Erdrich: Now we see women who have such enormous range in her work. I’m thinking of Anne Enright, because I just read with her.
Rumpus: I just have a few more questions, and one has to do with your beautiful independent bookstore, Birchbark Books. When I came to Minneapolis for AWP last year, I left the conference hotel first thing when I arrived and took a cab out to the store. It’s a wonderful place, full of so many good books—I tried and failed to hold myself back—and such a great staff. How do the roles of being a bookstore owner and being a writer play out for you?
Erdrich: Well, I don’t run the day-to-day bookstore. There’s a manager, and as you saw, we have a wonderful staff, they are such great people. I do put an enormous amount of energy into the store, and so do my daughters. They’ll pick up hours whenever anything is going on. They’ve been packing and shipping LaRoses.
Rumpus: So it’s a true family business.
Erdrich: My nephew sweeps the floors! Absolutely. My daughters help me at book signings. It really is a family business.
Rumpus: And do you like being on both sides of the book business?
Erdrich: Yeah, I like selling books. That is a joy of mine. I like being in there and being able to talk to someone about literature. Being able to say, I think you should really read The Blue Flower, or, here’s someone that I think you should read. To say, this is a weird title—Old Filth—but it’s so good.
Rumpus: Jane Gardam is awesome. This leads into what I was going to ask. What have you been reading recently? Do you want to hand-sell us anything?
Erdrich: Oh, I want to hand-sell you The Door by Magda Szabo. And I loved Marlon James’s A Brief History of Seven Killings. And Anne Enright’s The Green Road. Also I’m reading this great book by a guy named Frans Bengtsson, it’s called The Long Ships. And I still love War Dances, Sherman Alexie’s book. Oh God, there’s just some moments in there that I will never forget.
Rumpus: So now that you’ve finished LaRose and the trilogy as well, what’s next for you? Do you have another project?
Erdrich: I’ve been casting about. I try out all these books on my daughters.

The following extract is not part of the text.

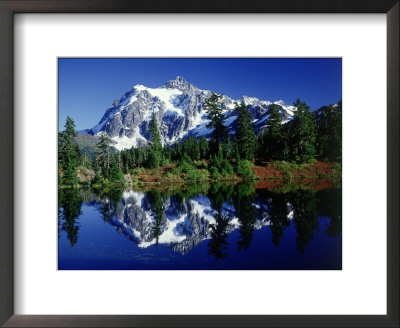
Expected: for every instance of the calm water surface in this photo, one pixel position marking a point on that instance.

Rumpus: You do? Do you tell them what you’re thinking about writing?
Erdrich: Pallas just read one possibility but I don’t know if it’s going to fly. I’ve written about 400 pages of a book I might have to cast aside. But I feel sure I’ll find something, because this one came upon me and it surprised me. And I’m also surprised that anyone likes it. I didn’t know if it would be a book that people would keep reading, since it starts with the death of a child. The first few times I signed copies for people, I wrote, “if you make it past page six it gets easier.” As in, please keep reading.